A credit default swap (CDS) is a derivative contract that transfers credit risk in return for a series of payments. It allows a bond holder to buy insurance against default risk. Like a cat bond, a CDS is not, legally, an insurance contract, which is important for reasons explained below.
Buying a credit default swap does not eliminate all the risks associated with holding debt: interest rate risk, in particular, remains with the holder.
A CDS can also be seen as away of decomposing the yield on a bond into the risk premium (which the insurer receives) and the risk free rate — although this is complicated by the addition of counter party risk.
Credit default swaps differ from insurance proper (for example, credit risk insurance from monoline insurers) in a a number of ways:
- Protection sellers are not necessarily insurers and are not regulated as such (although most are banks and are therefore not unregulated)
- As a result, they are not required to keep reserves against the risk
- Buyers do not need to act uberrimae fides
- Buyers do not need an insurable interest
The last of these has important consequences.
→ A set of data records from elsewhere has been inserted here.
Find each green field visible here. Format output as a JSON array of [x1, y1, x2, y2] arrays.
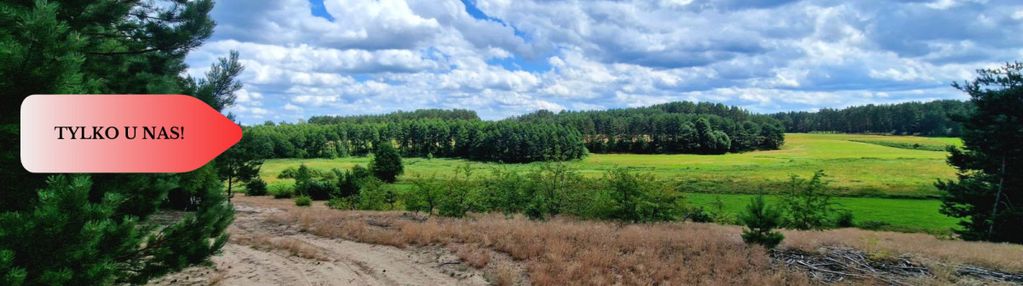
[[256, 133, 962, 234], [261, 133, 960, 198], [685, 193, 958, 234]]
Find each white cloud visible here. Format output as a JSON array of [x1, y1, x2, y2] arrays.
[[188, 0, 1019, 124]]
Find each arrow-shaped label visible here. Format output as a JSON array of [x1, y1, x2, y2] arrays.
[[20, 94, 242, 173]]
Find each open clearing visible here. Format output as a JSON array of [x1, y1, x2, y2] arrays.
[[262, 133, 959, 198], [258, 133, 961, 234]]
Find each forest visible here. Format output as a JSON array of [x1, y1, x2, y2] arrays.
[[771, 100, 971, 136], [246, 101, 787, 163]]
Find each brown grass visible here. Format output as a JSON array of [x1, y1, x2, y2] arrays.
[[266, 209, 808, 285], [237, 196, 1023, 285], [230, 229, 331, 261]]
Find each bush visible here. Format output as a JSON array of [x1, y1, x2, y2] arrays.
[[268, 182, 295, 199], [369, 143, 404, 183], [303, 180, 335, 200], [244, 178, 267, 196], [684, 206, 713, 223], [780, 170, 835, 230], [294, 195, 311, 207], [277, 167, 297, 179], [835, 210, 854, 228], [739, 196, 785, 249], [356, 178, 395, 210], [598, 168, 682, 222], [327, 196, 356, 210]]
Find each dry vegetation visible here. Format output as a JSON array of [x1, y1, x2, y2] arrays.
[[237, 196, 1023, 285]]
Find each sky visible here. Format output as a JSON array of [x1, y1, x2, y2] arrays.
[[184, 0, 1023, 124]]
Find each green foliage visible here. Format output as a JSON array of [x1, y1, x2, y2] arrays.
[[0, 249, 25, 286], [245, 178, 268, 196], [218, 123, 264, 201], [739, 196, 785, 249], [708, 196, 735, 224], [269, 182, 295, 199], [517, 101, 784, 154], [327, 196, 356, 210], [0, 175, 140, 285], [939, 62, 1023, 243], [334, 165, 370, 199], [595, 169, 682, 222], [132, 164, 233, 283], [294, 196, 312, 207], [835, 210, 855, 228], [356, 178, 395, 210], [683, 207, 713, 223], [779, 171, 836, 230], [369, 143, 404, 183], [434, 165, 483, 217], [773, 100, 971, 136], [521, 163, 580, 219], [0, 0, 237, 283]]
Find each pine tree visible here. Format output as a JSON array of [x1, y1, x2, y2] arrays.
[[0, 0, 239, 283], [938, 62, 1023, 243], [740, 196, 785, 249], [370, 143, 404, 183]]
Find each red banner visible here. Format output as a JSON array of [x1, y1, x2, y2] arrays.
[[21, 94, 242, 173]]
Insurance (other than life assurance)legally requires that the buyer has an insurable interest: that they would suffer a financial loss of the event insured against occurs.
Because credit default swaps are not insurance, the protection buyer may not actually own the bond that the CDS is based on (“references”). The buyer may be speculating, or hedging a different exposure to the issuer of the bond, or even another risk that is correlated with it (e.g. a creditor in the same country and industry sector).
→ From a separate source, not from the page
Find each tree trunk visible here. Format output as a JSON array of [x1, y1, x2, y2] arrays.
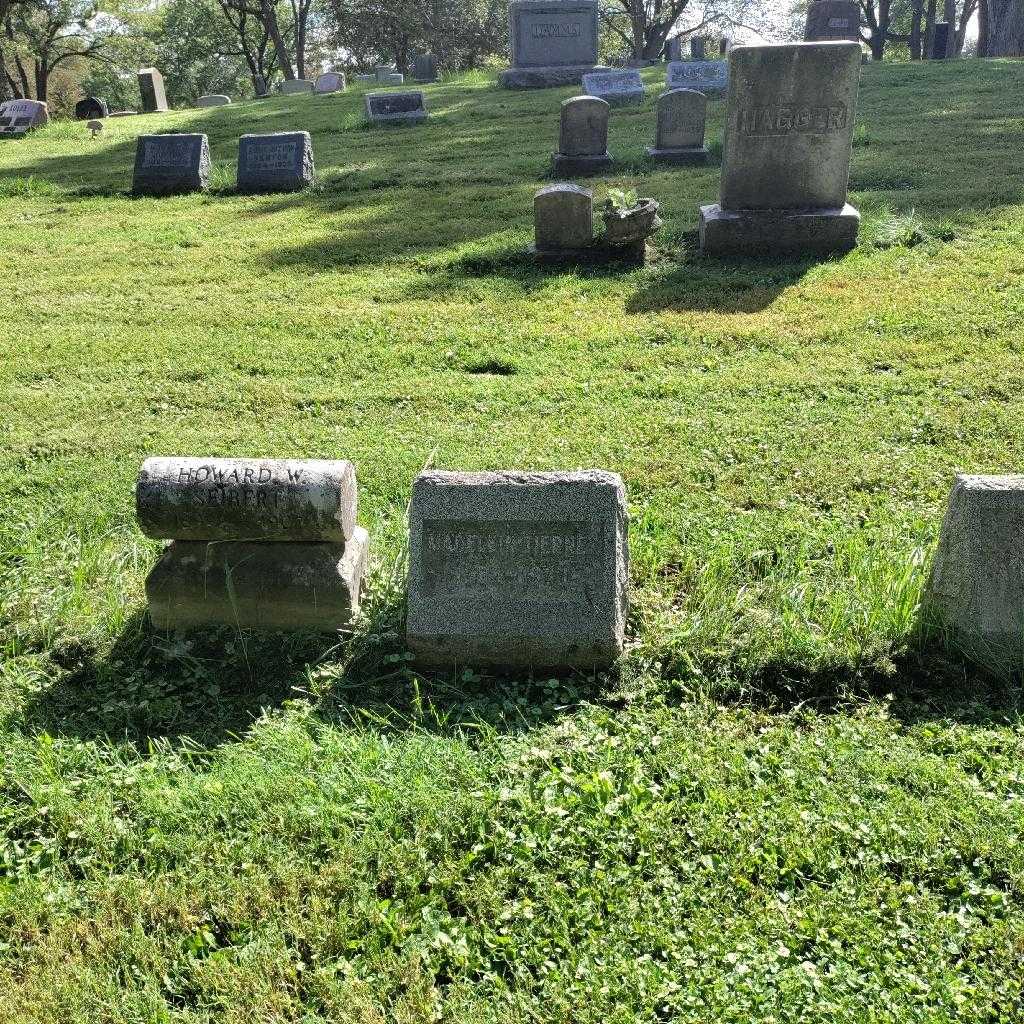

The consequences of the differences in regulation and the caveat emptor basis of the contracts should be obvious.
The seller of protection in a credit default swap is in a similar position to the writer of an option. If there is no default on the underlying, then the seller makes money. If there is a default the seller has to cover it. Because the payments are not all made upfront, the seller is also exposed to counter-party risk.